Med:  What types of meditation do you find most effective? Carlos: The effectiveness of one form, or technique, of meditation practice over another depends on each practitioner. Every person has a different karma and some techniques are better suited for some people than others. The most traditional practice is sitting meditation. However, some people cannot sit well. Maybe they have too much energy, or their thinking is VERY strong.

Then we suggest they try chanting or bowing. Bowing is one of the most powerful techniques because it involves the active engagement of the whole body. It is also very humbling. I like bowing a great deal and recommend it to people all the time. In most of our centers however we focus on sitting and chanting. Ultimately the point of meditation is to return to this moment, before thinking.

This can be achieved with any technique or form of meditation as long as one tries. Once a person finds a meditation technique that suits him/her it is important to stick with it and continue practicing 100%. Then it is necessary to bring this formal practice and awareness into everyday life.

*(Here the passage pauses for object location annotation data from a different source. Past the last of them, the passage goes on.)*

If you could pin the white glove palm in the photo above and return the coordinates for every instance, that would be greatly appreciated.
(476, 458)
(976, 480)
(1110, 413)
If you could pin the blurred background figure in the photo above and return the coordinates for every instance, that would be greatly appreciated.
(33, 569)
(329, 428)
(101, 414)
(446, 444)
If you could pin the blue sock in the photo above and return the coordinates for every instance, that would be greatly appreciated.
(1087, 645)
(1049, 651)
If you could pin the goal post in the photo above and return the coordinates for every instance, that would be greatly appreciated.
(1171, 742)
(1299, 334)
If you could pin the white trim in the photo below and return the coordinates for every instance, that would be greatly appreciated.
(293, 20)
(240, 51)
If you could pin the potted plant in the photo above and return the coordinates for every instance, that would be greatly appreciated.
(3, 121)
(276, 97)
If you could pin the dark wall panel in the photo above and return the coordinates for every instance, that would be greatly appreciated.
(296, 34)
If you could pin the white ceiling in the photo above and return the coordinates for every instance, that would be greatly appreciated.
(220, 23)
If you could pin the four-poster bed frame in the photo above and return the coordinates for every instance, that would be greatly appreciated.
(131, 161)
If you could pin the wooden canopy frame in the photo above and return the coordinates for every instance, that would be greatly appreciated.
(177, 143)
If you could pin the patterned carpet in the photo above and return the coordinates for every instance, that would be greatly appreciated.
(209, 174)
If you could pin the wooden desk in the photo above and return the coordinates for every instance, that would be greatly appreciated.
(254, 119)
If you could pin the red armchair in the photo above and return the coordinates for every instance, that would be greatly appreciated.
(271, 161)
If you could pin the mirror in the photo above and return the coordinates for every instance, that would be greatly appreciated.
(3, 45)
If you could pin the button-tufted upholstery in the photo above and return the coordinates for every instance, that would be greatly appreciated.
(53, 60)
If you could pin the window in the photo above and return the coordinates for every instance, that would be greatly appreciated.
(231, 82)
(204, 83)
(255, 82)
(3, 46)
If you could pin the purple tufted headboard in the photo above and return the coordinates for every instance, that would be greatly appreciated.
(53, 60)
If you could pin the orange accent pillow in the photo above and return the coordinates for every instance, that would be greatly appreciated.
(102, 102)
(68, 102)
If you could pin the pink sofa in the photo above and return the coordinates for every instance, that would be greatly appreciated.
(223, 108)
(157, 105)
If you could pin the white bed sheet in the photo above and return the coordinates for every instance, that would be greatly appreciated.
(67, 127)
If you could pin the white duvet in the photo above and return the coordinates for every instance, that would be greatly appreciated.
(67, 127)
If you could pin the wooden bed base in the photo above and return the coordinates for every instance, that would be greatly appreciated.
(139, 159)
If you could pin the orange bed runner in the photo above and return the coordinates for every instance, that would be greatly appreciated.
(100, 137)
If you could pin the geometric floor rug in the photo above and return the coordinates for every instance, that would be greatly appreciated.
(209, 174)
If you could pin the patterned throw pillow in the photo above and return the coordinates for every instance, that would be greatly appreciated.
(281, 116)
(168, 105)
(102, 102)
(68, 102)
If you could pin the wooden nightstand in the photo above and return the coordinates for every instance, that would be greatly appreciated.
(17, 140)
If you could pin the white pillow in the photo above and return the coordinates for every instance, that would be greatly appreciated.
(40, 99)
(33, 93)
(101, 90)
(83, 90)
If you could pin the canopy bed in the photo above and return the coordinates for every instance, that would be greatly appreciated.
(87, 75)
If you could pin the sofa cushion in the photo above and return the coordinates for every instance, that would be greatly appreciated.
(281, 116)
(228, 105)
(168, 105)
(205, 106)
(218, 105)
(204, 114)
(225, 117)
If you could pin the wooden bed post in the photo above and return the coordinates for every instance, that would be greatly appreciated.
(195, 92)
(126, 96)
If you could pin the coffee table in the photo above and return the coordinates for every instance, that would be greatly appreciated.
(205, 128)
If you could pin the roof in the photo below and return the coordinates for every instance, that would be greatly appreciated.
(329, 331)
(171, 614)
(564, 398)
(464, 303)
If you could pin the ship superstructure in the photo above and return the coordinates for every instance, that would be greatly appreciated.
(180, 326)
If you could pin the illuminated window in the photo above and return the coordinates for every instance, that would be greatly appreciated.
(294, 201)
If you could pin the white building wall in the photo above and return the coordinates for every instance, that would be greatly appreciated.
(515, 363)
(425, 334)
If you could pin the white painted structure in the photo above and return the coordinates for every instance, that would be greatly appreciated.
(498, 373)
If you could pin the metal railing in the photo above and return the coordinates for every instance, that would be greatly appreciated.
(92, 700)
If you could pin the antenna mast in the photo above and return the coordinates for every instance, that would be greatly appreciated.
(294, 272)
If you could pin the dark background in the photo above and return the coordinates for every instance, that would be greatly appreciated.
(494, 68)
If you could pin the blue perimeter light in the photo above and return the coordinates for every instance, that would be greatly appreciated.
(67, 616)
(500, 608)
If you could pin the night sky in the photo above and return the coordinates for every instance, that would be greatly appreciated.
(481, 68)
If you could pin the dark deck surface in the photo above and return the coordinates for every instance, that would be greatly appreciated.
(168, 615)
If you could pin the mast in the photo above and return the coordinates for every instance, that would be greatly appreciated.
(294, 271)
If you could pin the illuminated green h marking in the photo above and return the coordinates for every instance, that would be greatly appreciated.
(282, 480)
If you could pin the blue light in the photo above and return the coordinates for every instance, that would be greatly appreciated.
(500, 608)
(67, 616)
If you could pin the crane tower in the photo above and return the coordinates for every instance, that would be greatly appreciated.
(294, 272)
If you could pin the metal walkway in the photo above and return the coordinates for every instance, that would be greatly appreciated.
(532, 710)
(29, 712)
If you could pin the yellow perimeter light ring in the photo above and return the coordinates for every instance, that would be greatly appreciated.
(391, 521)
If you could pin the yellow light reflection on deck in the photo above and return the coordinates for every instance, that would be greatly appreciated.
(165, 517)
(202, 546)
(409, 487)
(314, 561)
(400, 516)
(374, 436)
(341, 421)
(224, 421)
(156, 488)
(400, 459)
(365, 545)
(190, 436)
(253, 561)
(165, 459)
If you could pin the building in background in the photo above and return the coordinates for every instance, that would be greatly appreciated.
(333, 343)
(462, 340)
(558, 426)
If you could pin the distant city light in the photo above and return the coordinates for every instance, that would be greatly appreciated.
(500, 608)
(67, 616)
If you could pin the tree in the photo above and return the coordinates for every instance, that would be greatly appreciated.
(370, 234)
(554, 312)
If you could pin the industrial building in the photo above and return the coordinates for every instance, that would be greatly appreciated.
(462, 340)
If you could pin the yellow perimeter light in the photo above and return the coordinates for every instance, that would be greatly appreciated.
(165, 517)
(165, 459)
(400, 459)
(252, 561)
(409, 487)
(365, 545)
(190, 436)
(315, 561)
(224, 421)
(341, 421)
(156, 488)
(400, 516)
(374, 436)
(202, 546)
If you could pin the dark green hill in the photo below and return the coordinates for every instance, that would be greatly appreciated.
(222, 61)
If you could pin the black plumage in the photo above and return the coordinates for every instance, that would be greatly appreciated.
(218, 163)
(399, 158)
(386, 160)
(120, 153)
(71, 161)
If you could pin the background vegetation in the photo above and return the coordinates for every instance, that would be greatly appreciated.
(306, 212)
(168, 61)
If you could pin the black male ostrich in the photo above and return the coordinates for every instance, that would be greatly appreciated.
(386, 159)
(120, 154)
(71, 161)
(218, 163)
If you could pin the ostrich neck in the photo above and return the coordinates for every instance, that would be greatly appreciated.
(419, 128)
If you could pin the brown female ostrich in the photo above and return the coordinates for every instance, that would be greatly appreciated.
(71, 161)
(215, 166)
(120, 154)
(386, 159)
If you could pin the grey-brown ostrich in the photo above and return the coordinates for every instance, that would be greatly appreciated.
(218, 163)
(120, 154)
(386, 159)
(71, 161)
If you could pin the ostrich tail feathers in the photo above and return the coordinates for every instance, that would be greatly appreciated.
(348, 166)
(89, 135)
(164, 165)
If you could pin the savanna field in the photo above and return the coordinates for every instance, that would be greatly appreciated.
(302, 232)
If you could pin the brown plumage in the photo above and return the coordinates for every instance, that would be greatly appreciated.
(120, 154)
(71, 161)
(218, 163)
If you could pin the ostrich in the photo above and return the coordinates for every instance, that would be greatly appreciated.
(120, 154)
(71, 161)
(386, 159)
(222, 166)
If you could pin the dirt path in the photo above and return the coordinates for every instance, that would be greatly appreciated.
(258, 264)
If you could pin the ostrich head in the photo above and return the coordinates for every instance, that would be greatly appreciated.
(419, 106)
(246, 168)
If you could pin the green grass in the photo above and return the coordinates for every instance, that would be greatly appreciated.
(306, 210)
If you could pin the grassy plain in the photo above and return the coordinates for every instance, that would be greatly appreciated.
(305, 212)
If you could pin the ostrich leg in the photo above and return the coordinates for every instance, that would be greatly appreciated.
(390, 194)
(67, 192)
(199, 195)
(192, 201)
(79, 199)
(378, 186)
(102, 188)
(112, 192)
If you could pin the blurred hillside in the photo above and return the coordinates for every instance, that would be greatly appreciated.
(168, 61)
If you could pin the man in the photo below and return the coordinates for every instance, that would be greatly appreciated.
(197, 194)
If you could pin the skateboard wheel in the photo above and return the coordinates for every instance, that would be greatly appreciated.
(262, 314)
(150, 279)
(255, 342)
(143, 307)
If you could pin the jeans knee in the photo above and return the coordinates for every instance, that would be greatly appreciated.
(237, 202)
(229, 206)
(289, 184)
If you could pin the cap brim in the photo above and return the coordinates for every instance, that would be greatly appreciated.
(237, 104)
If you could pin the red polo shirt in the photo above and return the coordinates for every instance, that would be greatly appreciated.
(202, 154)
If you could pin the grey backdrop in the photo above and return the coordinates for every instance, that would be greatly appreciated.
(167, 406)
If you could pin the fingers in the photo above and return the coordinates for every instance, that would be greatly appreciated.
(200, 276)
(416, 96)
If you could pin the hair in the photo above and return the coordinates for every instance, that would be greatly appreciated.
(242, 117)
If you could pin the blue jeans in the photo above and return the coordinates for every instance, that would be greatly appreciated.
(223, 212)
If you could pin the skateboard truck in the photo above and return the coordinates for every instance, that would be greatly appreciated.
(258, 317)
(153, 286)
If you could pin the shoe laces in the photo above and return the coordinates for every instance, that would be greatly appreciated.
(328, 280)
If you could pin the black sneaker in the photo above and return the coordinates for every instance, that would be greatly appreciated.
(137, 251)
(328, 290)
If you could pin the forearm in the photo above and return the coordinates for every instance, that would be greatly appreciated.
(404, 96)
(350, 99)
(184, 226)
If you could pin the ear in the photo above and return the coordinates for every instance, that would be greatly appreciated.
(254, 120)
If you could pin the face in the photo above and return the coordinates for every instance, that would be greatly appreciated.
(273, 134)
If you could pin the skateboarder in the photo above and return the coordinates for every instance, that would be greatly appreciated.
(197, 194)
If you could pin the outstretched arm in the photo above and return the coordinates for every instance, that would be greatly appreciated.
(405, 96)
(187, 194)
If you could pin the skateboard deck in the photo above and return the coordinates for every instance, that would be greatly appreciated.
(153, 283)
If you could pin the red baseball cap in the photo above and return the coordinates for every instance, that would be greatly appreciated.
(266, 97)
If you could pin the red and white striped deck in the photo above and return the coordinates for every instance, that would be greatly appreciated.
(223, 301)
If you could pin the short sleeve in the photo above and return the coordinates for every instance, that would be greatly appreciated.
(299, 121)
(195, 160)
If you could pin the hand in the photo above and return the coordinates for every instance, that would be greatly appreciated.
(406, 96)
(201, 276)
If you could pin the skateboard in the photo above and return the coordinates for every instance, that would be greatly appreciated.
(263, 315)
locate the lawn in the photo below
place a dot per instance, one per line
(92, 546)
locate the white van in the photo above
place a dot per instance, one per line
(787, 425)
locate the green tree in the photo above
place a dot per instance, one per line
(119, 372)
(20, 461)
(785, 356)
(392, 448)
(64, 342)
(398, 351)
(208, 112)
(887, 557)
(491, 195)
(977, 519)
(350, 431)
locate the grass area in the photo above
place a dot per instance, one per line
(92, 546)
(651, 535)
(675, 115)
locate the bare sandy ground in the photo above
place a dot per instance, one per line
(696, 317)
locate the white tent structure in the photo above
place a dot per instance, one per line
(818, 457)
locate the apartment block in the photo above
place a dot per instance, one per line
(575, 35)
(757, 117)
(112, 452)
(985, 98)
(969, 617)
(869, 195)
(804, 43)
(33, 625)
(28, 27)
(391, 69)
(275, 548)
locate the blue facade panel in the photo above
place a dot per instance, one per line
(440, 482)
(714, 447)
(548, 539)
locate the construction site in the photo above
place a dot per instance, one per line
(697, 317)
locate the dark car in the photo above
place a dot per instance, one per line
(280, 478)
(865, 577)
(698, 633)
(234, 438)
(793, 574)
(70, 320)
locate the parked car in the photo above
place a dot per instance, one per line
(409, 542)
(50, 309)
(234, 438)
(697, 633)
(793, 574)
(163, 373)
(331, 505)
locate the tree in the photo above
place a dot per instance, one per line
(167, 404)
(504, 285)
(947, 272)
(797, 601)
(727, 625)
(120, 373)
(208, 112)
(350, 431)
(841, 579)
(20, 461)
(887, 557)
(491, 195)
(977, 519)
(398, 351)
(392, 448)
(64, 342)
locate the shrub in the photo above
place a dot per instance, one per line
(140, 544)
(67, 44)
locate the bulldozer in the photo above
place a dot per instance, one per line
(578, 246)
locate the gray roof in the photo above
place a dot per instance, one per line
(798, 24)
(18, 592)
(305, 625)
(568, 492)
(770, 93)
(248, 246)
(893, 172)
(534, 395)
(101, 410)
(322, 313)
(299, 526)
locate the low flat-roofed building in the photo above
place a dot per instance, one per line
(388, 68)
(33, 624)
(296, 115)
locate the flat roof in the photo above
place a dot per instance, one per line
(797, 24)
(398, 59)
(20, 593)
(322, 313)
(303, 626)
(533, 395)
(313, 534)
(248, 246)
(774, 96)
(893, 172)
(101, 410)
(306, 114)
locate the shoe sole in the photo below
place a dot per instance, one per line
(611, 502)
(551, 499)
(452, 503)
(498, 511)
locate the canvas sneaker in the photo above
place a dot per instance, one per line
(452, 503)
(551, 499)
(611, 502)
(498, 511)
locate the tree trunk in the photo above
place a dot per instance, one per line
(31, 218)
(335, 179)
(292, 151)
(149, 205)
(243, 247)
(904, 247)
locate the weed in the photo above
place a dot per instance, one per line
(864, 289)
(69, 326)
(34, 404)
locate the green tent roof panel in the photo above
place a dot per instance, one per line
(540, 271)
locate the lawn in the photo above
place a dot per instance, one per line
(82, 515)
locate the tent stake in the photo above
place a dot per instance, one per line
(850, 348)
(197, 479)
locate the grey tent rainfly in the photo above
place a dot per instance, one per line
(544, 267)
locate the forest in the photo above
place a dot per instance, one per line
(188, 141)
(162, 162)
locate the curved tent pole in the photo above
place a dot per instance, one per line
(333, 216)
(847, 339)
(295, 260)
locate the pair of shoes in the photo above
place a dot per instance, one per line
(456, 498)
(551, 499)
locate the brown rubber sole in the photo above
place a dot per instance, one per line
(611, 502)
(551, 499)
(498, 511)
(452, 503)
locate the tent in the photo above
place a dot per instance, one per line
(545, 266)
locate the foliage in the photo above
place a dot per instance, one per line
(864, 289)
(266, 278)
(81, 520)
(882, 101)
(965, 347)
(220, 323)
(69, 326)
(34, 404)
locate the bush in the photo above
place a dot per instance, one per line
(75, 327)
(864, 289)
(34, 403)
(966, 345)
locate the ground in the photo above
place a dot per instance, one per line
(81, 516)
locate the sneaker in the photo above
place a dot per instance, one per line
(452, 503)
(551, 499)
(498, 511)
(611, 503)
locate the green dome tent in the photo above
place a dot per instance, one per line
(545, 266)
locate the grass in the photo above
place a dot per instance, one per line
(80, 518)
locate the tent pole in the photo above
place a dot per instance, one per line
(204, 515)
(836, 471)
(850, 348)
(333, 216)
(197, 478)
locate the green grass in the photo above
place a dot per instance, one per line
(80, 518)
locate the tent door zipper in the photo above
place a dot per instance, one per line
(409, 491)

In that manner it is possible to return to the now at any time, when driving, eating, sleeping, etc. After all, Zen mind is ordinary, moment to moment mind.

Med:  Thank you. This is all very good. I would like to return to the look a bit closer at a few of these forms, perhaps with a focus on bowing as meditation. However, first as it is always encouraging to read personal accounts, I would like to hear about how and where you yourself started meditation. Carlos: You are welcome. The links below are from our group's website. It explains each of the forms and it has links to more information on them. I think this will answer any question you may have on them: Sitting as Practice - South Florida Zen Center, Chanting as Practice - South Florida Zen Center, and Bowing as Practice - South Florida Zen Center. Personally, I started meditation by doing zen meditation in 1997 at the Providence Zen Center in Rhode Island. This is the head temple of the Kwan Um School of Zen founded by Korean Zen Master Seung Sahn. I decided to begin meditation because it was recommended to me by my golf coach. I was a competitive golfer and he suggested that I worked on the mental aspect of the game through meditation. This was the entry point but the truth is that Zen helped me with my life much more than with my golf game.

At that time I had many questions about life and had a lot of suffering. I didn't understand myself, didn't know what I wanted or why I wanted it. The simple Zen philosophy of putting it all down including all likes, dislikes, desires, opinions, etc was what I needed to learn in order to regain some balance in my life. It is not enough to learn it of course, practice is necessary to attain and digest this understanding.

So I immersed myself in this practice and have been doing it since. It really helped my life and that is why I continue to practice it. Now, as one of many teachers of meditation, I enjoy how it both helps me and helps those around me. I started the South Florida Zen group to be able to offer this practice to everyone here. Ultimately this practice is for the whole world, not just for one person.